The Washington Post, Slouching Toward Irrelevance/Part II

What a crock. As predicted here on Feb. 16, the Washington Post has gone ahead and dumped the position of ombudsman at the newspaper. In an unctuous letter published this afternoon, Post publisher Katharine Weymouth insults the intelligence of her readers with these words:

The world has changed, and we at The Post must change with it. We have been privileged to have had the service of many talented ombudsmen (and women) who have addressed readers’ concerns, answered their questions and held The Post to the highest standards of journalism. Those duties are as critical today as ever. Yet it is time that the way these duties are performed evolves.
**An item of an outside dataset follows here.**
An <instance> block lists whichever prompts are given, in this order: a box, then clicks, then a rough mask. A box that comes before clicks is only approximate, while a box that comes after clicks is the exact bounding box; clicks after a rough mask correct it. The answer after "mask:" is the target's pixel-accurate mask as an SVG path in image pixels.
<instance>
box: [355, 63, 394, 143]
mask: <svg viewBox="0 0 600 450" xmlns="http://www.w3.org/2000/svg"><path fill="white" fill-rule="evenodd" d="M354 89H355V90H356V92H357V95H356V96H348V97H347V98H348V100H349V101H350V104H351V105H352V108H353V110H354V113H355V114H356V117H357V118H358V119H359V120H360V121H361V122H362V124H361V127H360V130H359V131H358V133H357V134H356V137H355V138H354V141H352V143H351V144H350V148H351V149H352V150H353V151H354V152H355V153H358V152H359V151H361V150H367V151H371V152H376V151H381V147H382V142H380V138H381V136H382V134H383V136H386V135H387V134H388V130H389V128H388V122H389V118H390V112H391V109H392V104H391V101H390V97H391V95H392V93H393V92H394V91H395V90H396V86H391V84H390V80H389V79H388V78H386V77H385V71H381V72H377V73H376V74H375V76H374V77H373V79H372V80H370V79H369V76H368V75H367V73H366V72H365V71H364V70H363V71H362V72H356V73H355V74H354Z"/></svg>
We will appoint a reader representative shortly to address our readers’ concerns and questions. Unlike ombudsmen in the past, the reader representative will be a Post employee. The representative will not write a weekly column for the page but will write online and/or in the newspaper from time to time to address reader concerns, with responses from editors, reporters or business executives as appropriate.

Beginning Monday, you may send questions or complaints to readers@washpost.com.We know that media writers inside and outside The Post will continue to hold us accountable for what we write, as will our readers, in letters to the editor and online comments on Post articles.

In short, while we are not filling a position that was created decades ago for a different era, we remain faithful to the mission. We know that you, our readers, will hold us to that, as you should.

There is so much phony talk in those paragraphs, I hardly know where to begin picking them apart.

What about the evolving media landscape makes the position of ombudsman out-moded? Is accountability so totally out of style? Aside from Ms. Weymouth’s specious argument that the media world has somehow evolved in a way that it’s no longer necessary to have an independent eye keeping watching over the paper and critiquing it when necessary, the most damaging admission in her letter is that a new, downgraded, reader representative will be a Post employee, lacking independence from the editorial and business sides of the newspaper. The Public Editor, as the position is named at the New York Times, has a contract that keeps that person free from influence of the classic fiefdoms at a daily newspaper. I believe that Post ombudspersons always had this status, but no more.

Weymouth claims that “we remain faithful to the mission,” but unspoken is what that purpose is. It surely can’t be a willingness to be accountable to readers and to history. She takes for granted that we will just what know it she means by that optimistic allusion. Alas, I do not.